OPINION TEXT STARTS HERE

Appeal from Appellate Court, Fourth District.

Action by William Bub against the Staunton Coal Company. From a judgment of the Appellate Court affirming a judgment for plaintiff, defendant appeals. Affirmed.

Rehearing denied December 7, 1905.Percy Werner (Travous, Warnock & Burroughs, of counsel), for appellant.

Burton & Wheeler and Jett & Kinder, for appellee.

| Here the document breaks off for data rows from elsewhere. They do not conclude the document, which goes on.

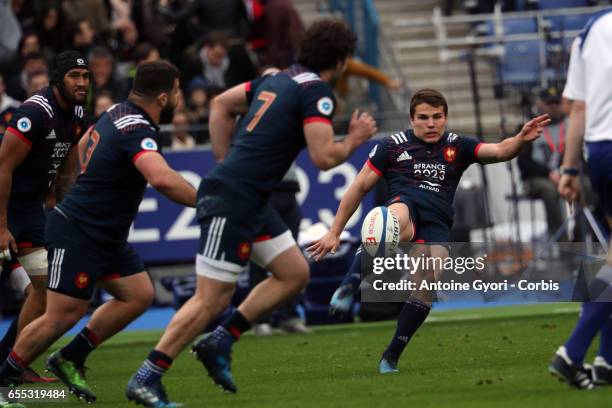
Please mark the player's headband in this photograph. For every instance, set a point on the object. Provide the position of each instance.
(63, 63)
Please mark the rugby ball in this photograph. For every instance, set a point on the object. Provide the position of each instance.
(380, 232)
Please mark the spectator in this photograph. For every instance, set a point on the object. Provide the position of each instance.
(101, 66)
(126, 40)
(539, 162)
(277, 30)
(82, 36)
(7, 106)
(180, 139)
(17, 85)
(29, 44)
(37, 81)
(212, 63)
(228, 17)
(10, 32)
(94, 12)
(103, 101)
(49, 27)
(197, 107)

This is an action on the case brought by William Bub in the circuit court of Madison county against the Staunton Coal Company to recover for personal injuries sustained. The fourth count of the declaration, upon which the case was tried, alleges that the defendant was the operator of the coal mine at which the plaintiff was employed as a cager, at the bottom of the shaft, to place cars and boxes of coal on the cage and to remove boxes and cars therefrom; that the cage was operated by steam power and was raised and lowered in the shaft by means of an engine, and it was the duty of said defendant not to place in charge of said engine any other than a competent engineer and one who would not hoist the cage from the bottom until he had received the signal so to do, and that, regardless of this duty, defendant placed and kept in charge of said engine an engineer who was not competent and who did not regard the said signals, and who habitually hoisted the said cage without any signal, and had been in the habit of so doing to the knowledge of the defendant; that, while the plaintiff, in the exercise of due care and caution, was performing his duties as an assistant cager, and was assisting in loading a box of coal on said cage, the engineer, on account of said incompetency and on account of his disregard of the signals, suddenly started to hoist the cage, and thereby plaintiff was brought with great force and violence between the shaft and the ascending cage, and was dragged upwards against the side of the shaft for a distance of 150 feet, whereby his arm, collar bone, and jaw bone were broken and his ear torn, and he was otherwise injured, to his damage of $5,000. Upon a trial before the court and a jury judgment was rendered against the defendant for $3,200. The same has been affirmed by the Appellate Court and a further appeal prosecuted to this court.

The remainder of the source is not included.